Lu Dave W, Lall Michelle D, Mitzman Jennifer, Heron Sheryl, Pierce Ava, Hartman Nicholas D, McCarthy Danielle M, Jauregui Joshua, Strout Tania D
Tufts University School of Medicine - Maine Medical Center, Department of Emergency Medicine, Portland, Maine.
University of Washington School of Medicine, Department of Emergency Medicine, Seattle, Washington.
West J Emerg Med. 2020 Feb 21;21(2):252-260. doi: 10.5811/westjem.2019.11.44592.
Gender-based discrimination and sexual harassment of female physicians are well documented.
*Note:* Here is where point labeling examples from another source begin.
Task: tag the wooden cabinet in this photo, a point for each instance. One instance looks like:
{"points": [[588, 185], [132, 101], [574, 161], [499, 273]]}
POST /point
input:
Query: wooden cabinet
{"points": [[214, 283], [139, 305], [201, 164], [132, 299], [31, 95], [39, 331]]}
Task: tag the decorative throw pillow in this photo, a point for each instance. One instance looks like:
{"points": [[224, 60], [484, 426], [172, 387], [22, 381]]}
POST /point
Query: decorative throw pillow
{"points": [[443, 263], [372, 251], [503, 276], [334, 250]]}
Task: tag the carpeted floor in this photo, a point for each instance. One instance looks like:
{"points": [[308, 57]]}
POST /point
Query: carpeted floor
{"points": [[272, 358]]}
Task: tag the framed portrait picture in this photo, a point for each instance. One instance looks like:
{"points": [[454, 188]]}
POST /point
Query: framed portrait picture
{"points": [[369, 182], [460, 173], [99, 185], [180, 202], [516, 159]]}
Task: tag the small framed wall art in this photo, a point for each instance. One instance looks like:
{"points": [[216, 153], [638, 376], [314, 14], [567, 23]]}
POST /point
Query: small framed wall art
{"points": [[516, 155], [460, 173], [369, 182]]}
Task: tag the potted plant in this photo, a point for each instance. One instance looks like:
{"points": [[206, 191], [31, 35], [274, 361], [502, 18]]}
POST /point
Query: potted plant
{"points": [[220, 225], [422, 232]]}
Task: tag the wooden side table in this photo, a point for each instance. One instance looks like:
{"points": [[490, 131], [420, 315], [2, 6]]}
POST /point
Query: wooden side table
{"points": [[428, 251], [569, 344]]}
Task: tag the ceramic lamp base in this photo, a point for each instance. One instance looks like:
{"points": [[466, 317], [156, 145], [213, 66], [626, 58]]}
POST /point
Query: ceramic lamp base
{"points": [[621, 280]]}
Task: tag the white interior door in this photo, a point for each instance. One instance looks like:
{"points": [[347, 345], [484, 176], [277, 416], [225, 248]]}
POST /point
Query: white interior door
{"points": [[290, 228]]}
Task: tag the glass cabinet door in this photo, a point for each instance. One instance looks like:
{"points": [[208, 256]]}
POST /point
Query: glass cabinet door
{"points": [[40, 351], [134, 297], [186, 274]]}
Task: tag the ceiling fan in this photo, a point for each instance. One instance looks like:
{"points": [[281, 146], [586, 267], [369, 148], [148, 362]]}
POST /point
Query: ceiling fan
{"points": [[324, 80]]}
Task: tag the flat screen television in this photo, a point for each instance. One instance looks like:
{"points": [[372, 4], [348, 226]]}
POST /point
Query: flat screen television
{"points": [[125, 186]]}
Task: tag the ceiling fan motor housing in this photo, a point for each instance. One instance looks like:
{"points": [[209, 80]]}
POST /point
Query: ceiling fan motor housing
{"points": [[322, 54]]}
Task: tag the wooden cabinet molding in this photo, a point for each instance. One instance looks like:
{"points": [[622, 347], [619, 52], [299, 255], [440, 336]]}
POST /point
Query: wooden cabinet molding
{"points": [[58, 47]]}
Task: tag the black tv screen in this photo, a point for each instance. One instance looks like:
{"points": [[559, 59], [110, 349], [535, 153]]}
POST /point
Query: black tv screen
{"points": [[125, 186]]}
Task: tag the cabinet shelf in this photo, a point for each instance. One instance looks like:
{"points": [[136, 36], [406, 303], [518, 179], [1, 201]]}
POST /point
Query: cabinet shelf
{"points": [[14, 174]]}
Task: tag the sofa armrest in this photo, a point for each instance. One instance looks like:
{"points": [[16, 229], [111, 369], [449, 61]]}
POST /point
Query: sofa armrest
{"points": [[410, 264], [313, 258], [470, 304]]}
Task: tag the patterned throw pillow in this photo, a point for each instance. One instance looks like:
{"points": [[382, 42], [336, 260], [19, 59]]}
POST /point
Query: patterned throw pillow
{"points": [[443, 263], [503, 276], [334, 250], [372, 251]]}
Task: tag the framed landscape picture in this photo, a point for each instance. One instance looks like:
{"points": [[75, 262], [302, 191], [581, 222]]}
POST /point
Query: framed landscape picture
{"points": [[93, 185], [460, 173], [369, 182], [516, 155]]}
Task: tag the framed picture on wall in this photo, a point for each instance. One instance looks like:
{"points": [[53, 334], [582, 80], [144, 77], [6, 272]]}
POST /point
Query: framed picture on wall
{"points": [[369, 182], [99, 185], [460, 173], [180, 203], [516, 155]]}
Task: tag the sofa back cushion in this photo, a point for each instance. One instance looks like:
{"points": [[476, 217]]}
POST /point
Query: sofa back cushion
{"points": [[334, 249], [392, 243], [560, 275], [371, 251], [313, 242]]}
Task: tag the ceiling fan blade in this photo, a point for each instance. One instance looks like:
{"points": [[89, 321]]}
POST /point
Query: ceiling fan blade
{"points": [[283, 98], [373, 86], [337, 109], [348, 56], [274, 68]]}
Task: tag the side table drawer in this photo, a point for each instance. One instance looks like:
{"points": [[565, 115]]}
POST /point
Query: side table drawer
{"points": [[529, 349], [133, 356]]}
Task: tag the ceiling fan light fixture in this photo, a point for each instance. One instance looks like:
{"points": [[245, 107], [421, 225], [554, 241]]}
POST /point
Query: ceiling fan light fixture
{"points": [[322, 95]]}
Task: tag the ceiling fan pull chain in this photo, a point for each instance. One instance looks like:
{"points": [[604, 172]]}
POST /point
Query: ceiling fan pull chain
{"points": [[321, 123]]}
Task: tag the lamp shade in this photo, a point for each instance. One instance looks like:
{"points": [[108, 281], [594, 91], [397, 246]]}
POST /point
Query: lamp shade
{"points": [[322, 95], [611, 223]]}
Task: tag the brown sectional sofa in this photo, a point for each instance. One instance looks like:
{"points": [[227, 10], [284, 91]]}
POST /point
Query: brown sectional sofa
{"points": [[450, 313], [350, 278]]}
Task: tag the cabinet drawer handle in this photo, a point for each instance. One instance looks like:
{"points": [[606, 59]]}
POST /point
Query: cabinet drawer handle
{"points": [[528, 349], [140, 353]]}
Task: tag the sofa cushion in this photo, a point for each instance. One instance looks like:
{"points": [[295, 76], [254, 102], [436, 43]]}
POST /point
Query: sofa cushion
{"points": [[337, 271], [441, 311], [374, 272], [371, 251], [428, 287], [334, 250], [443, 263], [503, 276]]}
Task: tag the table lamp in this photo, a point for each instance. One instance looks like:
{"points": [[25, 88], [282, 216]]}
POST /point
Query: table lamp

The #MeToo movement has brought renewed attention to these problems. This study examined academic emergency physicians' experiences with workplace gender discrimination and sexual harassment.
We conducted a cross-sectional survey of a convenience sample of emergency medicine (EM) faculty across six programs. Survey items included the following: the Overt Gender Discrimination at Work (OGDW) Scale; the frequency and source of experienced and observed discrimination; and whether subjects had encountered unwanted sexual behaviors by a work superior or colleague in their careers. For the latter question, we asked subjects to characterize the behaviors and whether those experiences had a negative effect on their self-confidence and career advancement. We made group comparisons using t-tests or chi-square analyses, and evaluated relationships between gender and physicians' experiences using correlation analyses.
A total of 141 out of 352 (40.1%) subjects completed at least a portion of the survey. Women reported higher mean OGDW scores than men (15.4 vs 10.2; 95% confidence interval [CI], 3.6-6.8). Female faculty were also more likely to report having experienced gender-based discriminatory treatment than male faculty (62.7% vs 12.5%; 95% CI, 35.1%-65.4%), although male and female faculty were equally likely to report having observed gender-based discriminatory treatment of another physician (64.7% vs 56.3%; 95% CI, 8.6%-25.5%). The three most frequent sources of experienced or observed gender-based discriminatory treatment were patients, consulting or admitting physicians, and nursing staff. The majority of women reported having encountered unwanted sexual behaviors in their careers, with a significantly greater proportion of women reporting them compared to men (52.9% vs 26.2%, 95% CI, 9.9%-43.4%). The majority of unwanted behaviors were sexist remarks and sexual advances. Of those respondents who encountered these unwanted behaviors, 22.9% and 12.5% reported at least somewhat negative effects on their self-confidence and career advancement.
Female EM faculty perceived more gender-based discrimination in their workplaces than their male counterparts. The majority of female and approximately a quarter of male EM faculty encountered unwanted sexual behaviors in their careers.
女性医生遭受基于性别的歧视和性骚扰的情况有充分记录。#MeToo运动再次引发了对这些问题的关注。本研究调查了学术急诊医生在工作场所遭遇性别歧视和性骚扰的经历。
我们对六个项目中的急诊医学(EM)教员便利样本进行了横断面调查。调查项目包括:工作场所公开性别歧视(OGDW)量表;经历和观察到的歧视的频率及来源;以及受试者在职业生涯中是否遭遇过上级或同事的不当性行为。对于后一个问题,我们要求受试者描述这些行为,以及这些经历是否对他们的自信和职业发展产生负面影响。我们使用t检验或卡方分析进行组间比较,并使用相关分析评估性别与医生经历之间的关系。
352名受试者中有141名(40.1%)至少完成了部分调查。女性报告的OGDW平均得分高于男性(15.4对10.2;95%置信区间[CI],3.6 - 6.8)。女性教员也比男性教员更有可能报告经历过基于性别的歧视性待遇(62.7%对12.5%;95%CI,35.1% - 65.4%),尽管男性和女性教员报告观察到对另一位医生的基于性别的歧视性待遇的可能性相同(64.7%对56.3%;95%CI,8.6% - 25.5%)。经历或观察到的基于性别的歧视性待遇的三个最常见来源是患者、会诊或收治医生以及护理人员。大多数女性报告在职业生涯中遭遇过不当性行为,报告遭遇此类行为的女性比例显著高于男性(52.9%对26.2%,95%CI,9.9% - 43.4%)。大多数不当行为是性别歧视言论和性侵犯。在遇到这些不当行为的受访者中,22.9%和12.5%报告这些行为至少对他们的自信和职业发展产生了一定的负面影响。
女性急诊医学教员比男性教员在工作场所感受到更多基于性别的歧视。大多数女性和大约四分之一的男性急诊医学教员在职业生涯中遭遇过不当性行为。